II. Total amount of duty liability for a financial year subsequent to 1997-1998 (a) a manufacturer shall pay a total amount calculated at the rate of Rs. 750 per metric tone on the annual capacity of production of his factory as determined under the Induction Furnace Annual Capacity Determination Rules, 1997. This amount shall be paid by the 31st day of March of the financial year; (b) the amount of duty already paid, together with on-account amount paid by the manufacturer, if any, during the financial year shall be adjusted towards the total amount of duty liability; (c) if a manufacturer fails to pay the total amount of duty payable under clause (a) by the 31st day of March, of the relevant financial year, he shall be liable to,-- (i) pay the outstanding amount of duty (that is the amount of duty which has not been paid by the 31st day of March of the relevant financial year) along with interest at the rate of eighteen per cent per annum on such outstanding amount, calculated for the period from the 1st day of April of the immediately succeeding financial year till the date of actual payment of the whole of outstanding amount; and (ii) a penalty equal to such outstanding amount of duty or five thousand rupees, whichever is greater. (1-A) If any manufacturer removes any of the non-alloy steel ingots and billets specified in sub-rule (1) without complying with the requirements of the provisions of that sub-rule, then all such goods shall be liable to confiscation and the manufacturer shall be liable to a penalty not exceeding three times the value of such goods, or five thousand rupees, whichever is greater.

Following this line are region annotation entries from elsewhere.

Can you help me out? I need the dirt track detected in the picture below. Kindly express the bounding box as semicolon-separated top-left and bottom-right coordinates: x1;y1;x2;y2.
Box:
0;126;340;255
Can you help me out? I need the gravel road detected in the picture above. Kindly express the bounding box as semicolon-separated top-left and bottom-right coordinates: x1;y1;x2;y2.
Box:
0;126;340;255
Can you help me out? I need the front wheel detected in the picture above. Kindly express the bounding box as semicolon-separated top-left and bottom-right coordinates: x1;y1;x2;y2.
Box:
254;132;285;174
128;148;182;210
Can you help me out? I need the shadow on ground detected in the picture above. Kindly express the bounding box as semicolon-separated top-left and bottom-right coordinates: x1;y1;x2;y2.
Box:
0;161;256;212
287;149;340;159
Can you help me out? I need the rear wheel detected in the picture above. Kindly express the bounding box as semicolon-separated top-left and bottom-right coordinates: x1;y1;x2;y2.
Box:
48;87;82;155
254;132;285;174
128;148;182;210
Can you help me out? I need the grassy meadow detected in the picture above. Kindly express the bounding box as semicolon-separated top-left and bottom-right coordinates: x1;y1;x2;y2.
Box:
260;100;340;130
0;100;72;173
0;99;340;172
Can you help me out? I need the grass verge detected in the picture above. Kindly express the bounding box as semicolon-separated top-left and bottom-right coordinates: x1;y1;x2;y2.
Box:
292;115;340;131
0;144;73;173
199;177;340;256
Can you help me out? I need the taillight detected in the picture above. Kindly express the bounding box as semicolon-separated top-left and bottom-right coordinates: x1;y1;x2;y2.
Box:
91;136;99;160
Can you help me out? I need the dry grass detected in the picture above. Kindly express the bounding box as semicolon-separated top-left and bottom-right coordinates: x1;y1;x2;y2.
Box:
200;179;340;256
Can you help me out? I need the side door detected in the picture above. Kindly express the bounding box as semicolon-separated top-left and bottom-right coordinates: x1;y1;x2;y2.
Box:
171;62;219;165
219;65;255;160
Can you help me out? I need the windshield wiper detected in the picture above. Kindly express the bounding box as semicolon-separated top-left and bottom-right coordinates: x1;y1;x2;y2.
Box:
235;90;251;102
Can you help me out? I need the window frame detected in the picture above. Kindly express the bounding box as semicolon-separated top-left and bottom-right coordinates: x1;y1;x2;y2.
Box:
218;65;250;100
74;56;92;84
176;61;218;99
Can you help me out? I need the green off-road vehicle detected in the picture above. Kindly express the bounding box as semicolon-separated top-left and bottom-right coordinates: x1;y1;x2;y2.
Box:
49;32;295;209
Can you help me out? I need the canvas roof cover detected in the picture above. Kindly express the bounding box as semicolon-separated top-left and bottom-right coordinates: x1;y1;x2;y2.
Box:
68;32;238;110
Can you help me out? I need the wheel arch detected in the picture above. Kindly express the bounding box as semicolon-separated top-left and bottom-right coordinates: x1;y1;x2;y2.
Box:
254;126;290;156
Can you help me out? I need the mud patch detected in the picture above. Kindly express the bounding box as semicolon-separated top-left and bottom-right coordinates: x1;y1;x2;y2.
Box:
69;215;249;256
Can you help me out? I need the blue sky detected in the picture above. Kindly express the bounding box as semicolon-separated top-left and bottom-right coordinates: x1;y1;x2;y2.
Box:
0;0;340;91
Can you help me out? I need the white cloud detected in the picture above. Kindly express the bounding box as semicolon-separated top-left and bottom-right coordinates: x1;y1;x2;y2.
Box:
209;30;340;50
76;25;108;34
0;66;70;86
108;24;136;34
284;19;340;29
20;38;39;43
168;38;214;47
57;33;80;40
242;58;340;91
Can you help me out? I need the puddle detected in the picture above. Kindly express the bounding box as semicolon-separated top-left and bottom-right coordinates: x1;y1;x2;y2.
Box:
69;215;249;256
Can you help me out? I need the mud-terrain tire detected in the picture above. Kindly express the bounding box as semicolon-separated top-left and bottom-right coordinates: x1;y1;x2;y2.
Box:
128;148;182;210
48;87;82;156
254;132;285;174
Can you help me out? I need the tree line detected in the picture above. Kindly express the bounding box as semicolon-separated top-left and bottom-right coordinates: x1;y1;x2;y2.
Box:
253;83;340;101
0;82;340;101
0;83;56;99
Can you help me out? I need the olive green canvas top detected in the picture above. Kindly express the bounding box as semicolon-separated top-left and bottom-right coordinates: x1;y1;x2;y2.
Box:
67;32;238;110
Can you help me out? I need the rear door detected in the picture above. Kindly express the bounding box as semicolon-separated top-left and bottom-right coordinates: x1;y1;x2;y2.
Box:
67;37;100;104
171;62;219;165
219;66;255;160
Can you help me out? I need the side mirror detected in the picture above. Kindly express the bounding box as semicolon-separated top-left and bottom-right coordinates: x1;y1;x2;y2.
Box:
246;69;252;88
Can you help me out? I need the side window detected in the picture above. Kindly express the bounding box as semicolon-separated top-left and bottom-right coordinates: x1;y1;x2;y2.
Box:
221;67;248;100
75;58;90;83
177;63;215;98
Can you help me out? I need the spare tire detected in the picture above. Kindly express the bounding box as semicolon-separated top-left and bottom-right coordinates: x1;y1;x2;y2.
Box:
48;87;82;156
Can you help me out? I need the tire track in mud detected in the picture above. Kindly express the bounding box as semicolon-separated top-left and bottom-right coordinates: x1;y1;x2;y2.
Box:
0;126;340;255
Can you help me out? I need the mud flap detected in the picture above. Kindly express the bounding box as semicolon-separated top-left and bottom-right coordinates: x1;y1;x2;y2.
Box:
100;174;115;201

xxxx xx xx (3) Notwithstanding anything contained elsewhere in these Rules, if a manufacturer having a total furnace capacity of 3 MT installed in his factory so desires, he may, from the first day of September, 1997 to the 31st day of March, 1998 or any other financial year, as the case may be, pay a sum of rupees five lakhs per month in two equal instalments, the first instalment latest by the 15th day of each month, and the second instalment latest by the last day of each month, and the amounts so paid shall be deemed to be full and final discharge of his duty liability for the period from the 1st day of September, 1997 to the 31st day of March, 1998, or any other financial year, as the case may be, subject to the condition that the manufacturer shall not avail of the benefit, if any, under sub-section (4) of Section 3A of the Central Excise Act, 1944 (1 of 1944):" XX XX XX XX Provided also that where a manufacturer fails to pay the whole of the amount payable for any month by the 15th day or the last day of such month, as the case may be, he shall be liable to (i) Pay the outstanding amount of duty alongwith interest thereon at the rate of eighteen per cent per annum calculated for the period from the 16th day of such month or the 1st day of next month, as the case may be, till the date of actual payment of the outstanding amount and (ii) a penalty equal to such outstanding amount of duty or five thousand rupees, whichever is greater. 4. As per Section 37(4)(d), if an assessee contravenes the provisions of any rule with intent to evade payment of duty, then the goods can be confiscated and the assessee liable to pay penalty not exceeding the duty leviable on such goods or two thousand rupees, whichever is greater. 5. The contention raised is that the Rule Making Authority cannot go beyond the Act and when the Act provides for requirement of mens rea inasmuch as intention must be thereto evade the duty, the Rule could not dispense with such requirement. Reliance has been placed on the judgment of the Apex Court in State of Tamil Nadu and Another Vs.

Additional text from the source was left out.